为实现可扩展，kubelet 从 v1.5.0 开始，使用 CRI（Container Runtime Interface）与具体的容器运行时交互。简单来说，CRI 提供了 kubelet 和具体 runtime implementation 之间的抽象接口，用 protocol buffers 和 gRPC 通信。

CRI SyncPod

// pkg/kubelet/kuberuntime/kuberuntime_manager.go

// SyncPod syncs the running pod into the desired pod by executing following steps:
//  1. Compute sandbox and container changes.
//  2. Kill pod sandbox if necessary.
//  3. Kill any containers that should not be running.
//  4. Create sandbox if necessary.
//  5. Create ephemeral containers.
//  6. Create init containers.
//  7. Create normal containers.
//
func (m *kubeGenericRuntimeManager) SyncPod(pod *v1.Pod, podStatus *kubecontainer.PodStatus,
    pullSecrets []v1.Secret, backOff *flowcontrol.Backoff) (result kubecontainer.PodSyncResult) {

    // Step 1: Compute sandbox and container changes.
    podContainerChanges := m.computePodActions(pod, podStatus)
    if podContainerChanges.CreateSandbox {
        ref := ref.GetReference(legacyscheme.Scheme, pod)
        if podContainerChanges.SandboxID != "" {
            m.recorder.Eventf("Pod sandbox changed, it will be killed and re-created.")
        } else {
            InfoS("SyncPod received new pod, will create a sandbox for it")
        }
    }

    // Step 2: Kill the pod if the sandbox has changed.
    if podContainerChanges.KillPod {
        if podContainerChanges.CreateSandbox {
            InfoS("Stopping PodSandbox for pod, will start new one")
        } else {
            InfoS("Stopping PodSandbox for pod, because all other containers are dead")
        }

        killResult := m.killPodWithSyncResult(pod, ConvertPodStatusToRunningPod(m.runtimeName, podStatus), nil)
        result.AddPodSyncResult(killResult)

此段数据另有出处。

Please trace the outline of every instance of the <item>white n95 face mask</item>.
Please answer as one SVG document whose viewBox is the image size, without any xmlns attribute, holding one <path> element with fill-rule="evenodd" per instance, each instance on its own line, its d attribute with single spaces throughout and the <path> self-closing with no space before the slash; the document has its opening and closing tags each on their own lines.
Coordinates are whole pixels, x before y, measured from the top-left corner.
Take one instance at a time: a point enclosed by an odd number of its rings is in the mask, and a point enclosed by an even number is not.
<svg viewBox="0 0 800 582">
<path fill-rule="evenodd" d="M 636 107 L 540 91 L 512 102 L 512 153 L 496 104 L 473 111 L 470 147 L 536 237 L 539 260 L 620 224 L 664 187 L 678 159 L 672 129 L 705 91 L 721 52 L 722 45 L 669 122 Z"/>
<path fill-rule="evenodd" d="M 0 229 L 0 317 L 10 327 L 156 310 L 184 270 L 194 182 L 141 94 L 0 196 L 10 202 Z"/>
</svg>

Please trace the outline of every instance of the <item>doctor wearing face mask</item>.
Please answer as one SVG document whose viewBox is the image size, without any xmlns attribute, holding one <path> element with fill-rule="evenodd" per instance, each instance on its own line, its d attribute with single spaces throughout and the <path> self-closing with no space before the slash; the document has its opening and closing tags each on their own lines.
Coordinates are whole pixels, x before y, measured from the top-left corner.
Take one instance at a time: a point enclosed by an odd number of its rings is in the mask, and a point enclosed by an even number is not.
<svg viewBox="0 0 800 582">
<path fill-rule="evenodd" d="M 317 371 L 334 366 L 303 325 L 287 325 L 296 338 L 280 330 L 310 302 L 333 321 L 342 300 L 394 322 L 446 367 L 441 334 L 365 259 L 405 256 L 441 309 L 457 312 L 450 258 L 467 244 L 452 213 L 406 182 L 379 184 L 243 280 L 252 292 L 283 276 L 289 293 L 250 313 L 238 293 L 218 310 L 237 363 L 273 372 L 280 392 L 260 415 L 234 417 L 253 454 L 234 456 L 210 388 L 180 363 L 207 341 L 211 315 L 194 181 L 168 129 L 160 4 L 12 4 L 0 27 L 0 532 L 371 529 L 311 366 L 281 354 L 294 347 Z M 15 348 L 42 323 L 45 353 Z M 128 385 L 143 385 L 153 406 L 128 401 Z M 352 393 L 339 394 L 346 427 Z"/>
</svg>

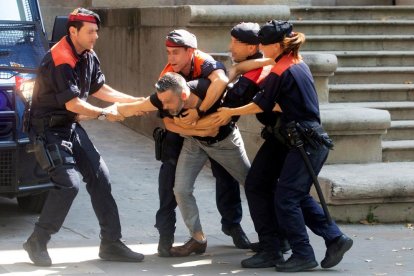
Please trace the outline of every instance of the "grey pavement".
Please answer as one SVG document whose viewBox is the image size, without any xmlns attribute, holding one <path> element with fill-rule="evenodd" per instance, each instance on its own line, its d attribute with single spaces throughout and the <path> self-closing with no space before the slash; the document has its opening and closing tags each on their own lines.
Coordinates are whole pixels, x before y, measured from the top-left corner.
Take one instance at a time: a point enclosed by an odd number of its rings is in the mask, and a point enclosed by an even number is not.
<svg viewBox="0 0 414 276">
<path fill-rule="evenodd" d="M 158 233 L 154 228 L 158 208 L 157 180 L 160 162 L 154 158 L 152 139 L 127 127 L 109 122 L 84 123 L 91 139 L 105 159 L 118 203 L 123 239 L 132 249 L 144 253 L 142 263 L 105 262 L 98 258 L 99 226 L 89 196 L 82 186 L 63 229 L 52 237 L 49 253 L 54 265 L 39 268 L 30 264 L 22 243 L 31 233 L 35 214 L 19 210 L 15 200 L 0 199 L 1 275 L 274 275 L 273 268 L 243 269 L 240 261 L 249 250 L 236 249 L 230 237 L 221 232 L 215 207 L 214 179 L 208 167 L 197 179 L 195 195 L 207 252 L 185 258 L 156 255 Z M 252 241 L 257 240 L 242 190 L 242 226 Z M 177 211 L 175 241 L 189 237 Z M 354 247 L 343 261 L 328 270 L 295 275 L 414 275 L 414 229 L 408 223 L 387 225 L 340 225 L 354 240 Z M 321 238 L 310 233 L 311 244 L 320 262 L 325 254 Z M 288 255 L 285 255 L 287 258 Z M 277 273 L 283 275 L 283 273 Z"/>
</svg>

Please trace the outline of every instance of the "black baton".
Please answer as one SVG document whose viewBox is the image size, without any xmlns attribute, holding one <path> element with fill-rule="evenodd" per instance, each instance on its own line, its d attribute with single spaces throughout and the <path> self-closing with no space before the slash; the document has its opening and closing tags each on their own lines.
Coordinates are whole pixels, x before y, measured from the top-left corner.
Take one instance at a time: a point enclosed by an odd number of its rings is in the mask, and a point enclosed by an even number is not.
<svg viewBox="0 0 414 276">
<path fill-rule="evenodd" d="M 331 214 L 329 214 L 328 206 L 326 205 L 325 198 L 322 194 L 321 186 L 319 185 L 318 177 L 315 174 L 315 171 L 312 168 L 312 164 L 309 160 L 308 155 L 303 148 L 303 141 L 300 139 L 298 132 L 296 131 L 296 124 L 294 122 L 290 122 L 286 125 L 287 135 L 290 140 L 290 144 L 295 146 L 299 149 L 300 154 L 302 155 L 302 159 L 305 162 L 306 168 L 308 169 L 309 174 L 312 177 L 313 184 L 315 185 L 316 192 L 319 197 L 319 201 L 322 205 L 323 212 L 325 213 L 325 218 L 329 224 L 332 223 Z"/>
</svg>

        if podContainerChanges.CreateSandbox {
            m.purgeInitContainers(pod, podStatus)
        }
    } else {
        // Step 3: kill any running containers in this pod which are not to keep.
        for containerID, containerInfo := range podContainerChanges.ContainersToKill {
            killContainerResult := NewSyncResult(kubecontainer.KillContainer, containerInfo.name)
            result.AddSyncResult(killContainerResult)
            m.killContainer(pod, containerID, containerInfo)
        }
    }

    // Keep terminated init containers fairly aggressively controlled
    // This is an optimization because container removals are typically handled by container GC.
    m.pruneInitContainersBeforeStart(pod, podStatus)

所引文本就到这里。